Il modo per stabilire il valore della struttura in questione parte dalla documentazione ufficiale di Palazzo San Giacomo. Alla voce “Stadio San Paolo” nell’elenco dei beni immobiliari del comune è allegata una rendita catastale pari a 464.000 euro. L’impianto appartiene alla categoria D6, quella relativa alle strutture sportive, per la quale il valore della rendita catastale deve essere moltiplicato per 60 per poter fornire un valore coerente dell’immobile. Tradotto, effettuato il calcolo la cifra dovrebbe avvicinarsi ai 28 milioni di euro, quasi la metà di quanto richiesto appunto da De Magistris.

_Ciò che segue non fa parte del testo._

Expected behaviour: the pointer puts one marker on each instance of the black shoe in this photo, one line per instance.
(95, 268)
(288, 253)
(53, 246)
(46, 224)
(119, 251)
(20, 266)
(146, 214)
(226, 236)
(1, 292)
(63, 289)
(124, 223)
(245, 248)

La strada per la privatizzazione – Tra gli immobili pubblici all’interno del piano di dismissioni varato dal Comune di Napoli, che punta a un incasso di 950 milioni di euro entro la fine dell’anno, potrebbe rientrare anche lo Stadio San Paolo.
Il dialogo tra gli enti locali e il ministero dell’Economia è ufficialmente iniziato con la Sgr Invimit (Investimenti Immobiliari Italiani), chiamata alla creazione di due maxi-fondi di almeno 500 milioni di euro. Sarebbero stati individuati altri immobili oltre allo stadio, tra cui la piscina Scandone, l’ippodromo della città e le Terme di Agnano. La sensazione, tuttavia, è che il confronto sia solo all’inizio perché in Invimit si punta a un dialogo con i comuni per valorizzare l’intero patrimonio immobiliare degli enti locali. Da qui sarebbe nato il confronto che avrebbe portato il Comune di Napoli a mettere sul piatto lo stadio cittadino. In ogni caso, bisognerà attendere, perché l’Invimit sta lavorando a un prodotto finanziario diversificato, segnando la differenza rispetto a un passato in cui le dismissioni avvenivano per via della cartolarizzazione. Obiettivo è creare un ventaglio di beni variegato che offra un buon rating sul mercato. Lo stadio San Paolo potrebbe rientrare in questo progetto.
La convenzione con gli azzurri, stipulata dal patron azzurro, non riguarda tutto lo stadio ma solo degli spazi definiti, come precisa l’assessore: “Abbiamo un regolamento che dà delle limitazioni secondo cui è previsto anche un pagamento per le spese pubblicitarie”.